Une épreuve anodine au regard de leur parcours. Avant de choisir la Martinique, ils ont fui la guerre en Syrie, la violence des gangs en Haïti, les violences conjugales à Sainte-Lucie. En arrivant en Martinique, sans ressource et sans emploi, ils décident de créer le leur. En partant de zéro ou en faisant fructifier leur connaissance. C’est le cas de Jacques Kemson, diplômé en maçonnerie en Haïti devenu entrepreneur dans le bâtiment. Ou celui d’Andreina Ramirez. Venue du Venezuela avec ses diplômes en esthétique, c’est dans ce domaine qu’elle persévère en arrivant en Martinique où elle exerce maintenant en tant qu’esthéticienne. Mais si depuis sept ans, Andreina Ramirez est en Martinique, c’est par amour. La Venezuelienne est installée aux Terres Sainville et s’est mariée en 2019 avec un Martiniquais.
Des parcours inspirants
Fadi Mallouhi, lui, a fui la guerre civile en Syrie. En 2015, il rejoint sa famille déjà installée en Martinique. Il doit tout recommencer de zéro. Après un parcours semé d’embûches, il gère aujourd’hui deux snacks spécialisés dans la restauration orientale.

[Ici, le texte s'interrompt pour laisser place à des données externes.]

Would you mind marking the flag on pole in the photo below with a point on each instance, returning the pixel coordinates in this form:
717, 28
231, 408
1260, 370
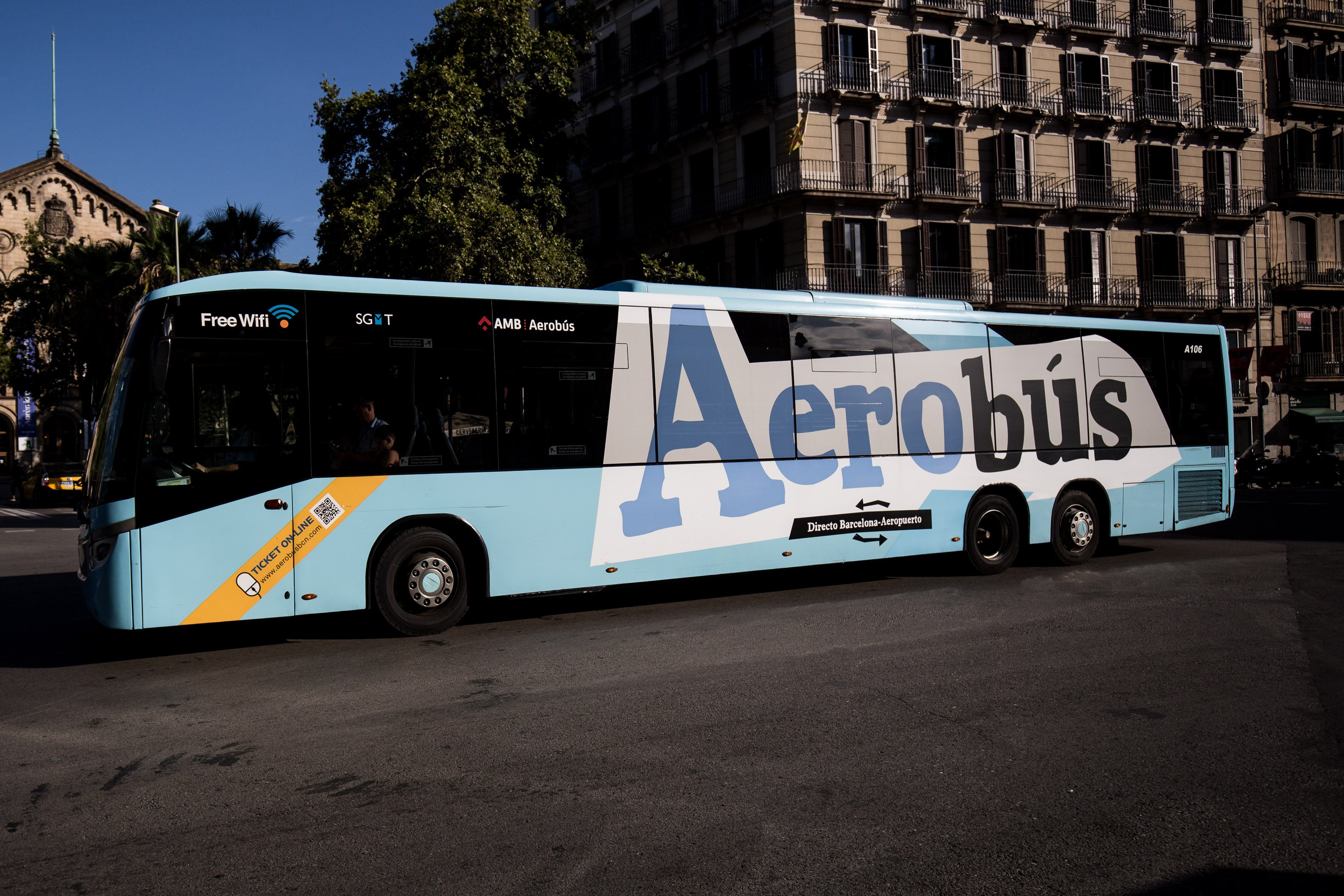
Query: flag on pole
796, 135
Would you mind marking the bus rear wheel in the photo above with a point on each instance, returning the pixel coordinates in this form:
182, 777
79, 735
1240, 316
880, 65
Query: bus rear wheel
420, 583
1073, 532
992, 535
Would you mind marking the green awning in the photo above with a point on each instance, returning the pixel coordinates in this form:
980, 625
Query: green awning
1322, 414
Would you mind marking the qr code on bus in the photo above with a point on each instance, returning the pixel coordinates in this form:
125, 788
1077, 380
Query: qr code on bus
327, 511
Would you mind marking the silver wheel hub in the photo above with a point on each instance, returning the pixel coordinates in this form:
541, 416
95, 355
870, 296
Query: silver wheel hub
430, 581
1081, 528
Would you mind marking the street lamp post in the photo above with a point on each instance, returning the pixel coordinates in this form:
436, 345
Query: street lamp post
176, 253
1260, 211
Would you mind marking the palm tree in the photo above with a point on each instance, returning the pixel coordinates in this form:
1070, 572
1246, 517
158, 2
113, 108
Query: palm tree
242, 238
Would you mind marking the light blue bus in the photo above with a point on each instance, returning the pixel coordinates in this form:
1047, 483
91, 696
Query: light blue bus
279, 444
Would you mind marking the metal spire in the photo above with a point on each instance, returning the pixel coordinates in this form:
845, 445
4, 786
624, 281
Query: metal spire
54, 147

Afin de se préparer à l’entretien oral, les candidats qui ne sont pas tous francophones, ont pu bénéficier du concours de l’Adie. Marthe-Hélène Vinsobre est bénévole. Elle a accompagné les six candidats. La bénévole a été marquée par leur abnégation.
« Les mots que j’en ai retenus c’est persévérance, la ténacité et la volonté d’avancer. Ce sont des parcours inspirants. Ils se battent au quotidien pour faire avancer leur marmite. »

Finalement, c’est sans conteste que le prix coup de cœur a été remis à Natoya Paul. C’est entre larmes et sourire que la mère de deux enfants a retracé son parcours devant le jury. Quitter sa Sainte-Lucie natale pour se mettre à l’abri des coups de son conjoint. Seule, prendre soin de ses deux enfants. Enchaîner les petits boulots dans la restauration. Aujourd’hui, Natoya Paul est aux commandes de son propre restaurant.
« J’ai pensé à toutes les personnes qui sont dans une situation irrégulière, des mamans solos en difficultés », raconte-t-elle.
Ce concours s’est déroulé sous l’égide de la préfecture et de l’Adie. Il vient en clôture de la semaine de l’intégration. Cette matinée de vendredi, visait à récompenser les porteurs de projets primo arrivants qui ont créé leur propre emploi. « L’idée, c’est de valoriser ces parcours qui sont exemplaires et qui permettent de créer de la richesse en Martinique », explique Jérôme Trinelle, directeur régional de l’Adie. L’organisme accompagne 1300 personnes par an en Martinique. « Ce sont des personnes qui n’ont pas accès à un crédit bancaire mais qui veulent créer leur propre emploi. 10% de notre public est composé de primo arrivants. » Trois critères ont été déterminants dans le choix des récipiendaires : la capacité d’adaptation, la débrouillardise et la motivation.
« Le but des politiques d’intégration est d’avoir une population qui s’intègre dans le territoire national et qui produit de la valeur ».
Ce jury coup de cœur durant la semaine de l’intégration était une première en Martinique. L’Adie espère pérenniser cette mise à l’honneur des entrepreneurs primo arrivants.